Adaptive equipment is available, including basketballs, soccer balls, and tennis balls for visitors who are blind or who have low vision. There are also brightly colored, soft material footballs, baseballs, and softballs with holes that are easier to grip. Adaptive fitness pad equipment and sports wheelchairs are available for use. Check-in with a coach for complimentary access to this equipment.

The Treehouse of Sports is a favorite place for children and adults to explore. This 60-foot towering play area has a lift to assist guests to the platform playing areas. If drag racing is your jam, the Drag Strip is the place to be. A lane is included that does not have a vehicle in it and is meant for children or adults in chairs to race against opponents on the strip.

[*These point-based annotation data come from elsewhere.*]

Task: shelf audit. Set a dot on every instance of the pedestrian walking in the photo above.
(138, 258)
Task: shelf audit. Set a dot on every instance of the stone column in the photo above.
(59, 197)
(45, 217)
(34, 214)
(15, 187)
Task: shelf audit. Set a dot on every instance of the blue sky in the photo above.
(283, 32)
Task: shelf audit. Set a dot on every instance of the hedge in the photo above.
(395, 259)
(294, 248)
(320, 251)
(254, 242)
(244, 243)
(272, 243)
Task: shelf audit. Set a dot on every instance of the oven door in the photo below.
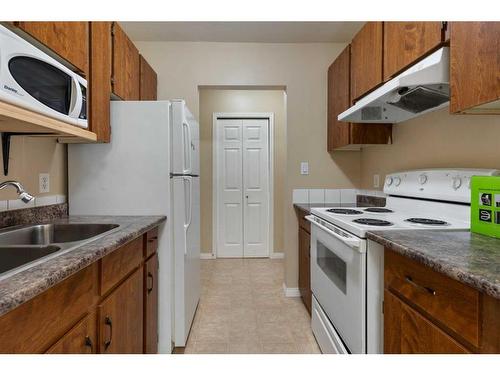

Baseball Boundary Breakers is a new indoor exhibit in the Riley Children’s Health Sports Legends Experience. This exhibit highlights the movers and shakers of the baseball world, including those who overcame physical challenges and contributed to making baseball a more inclusive sport. Guests will be introduced to beep baseballs, learn about innovative ways to play ball, plus test their new pitching abilities in an interactive component.

Betsy Lynn, the Accessibility Coordinator for The Children’s Museum of Indianapolis is always exploring new and exciting ways to make exhibitions accessible to directly serve people with disabilities. She has many ideas that she’s currently working on. Lucky for everyone, we all benefit from these improvements and opportunities to play together!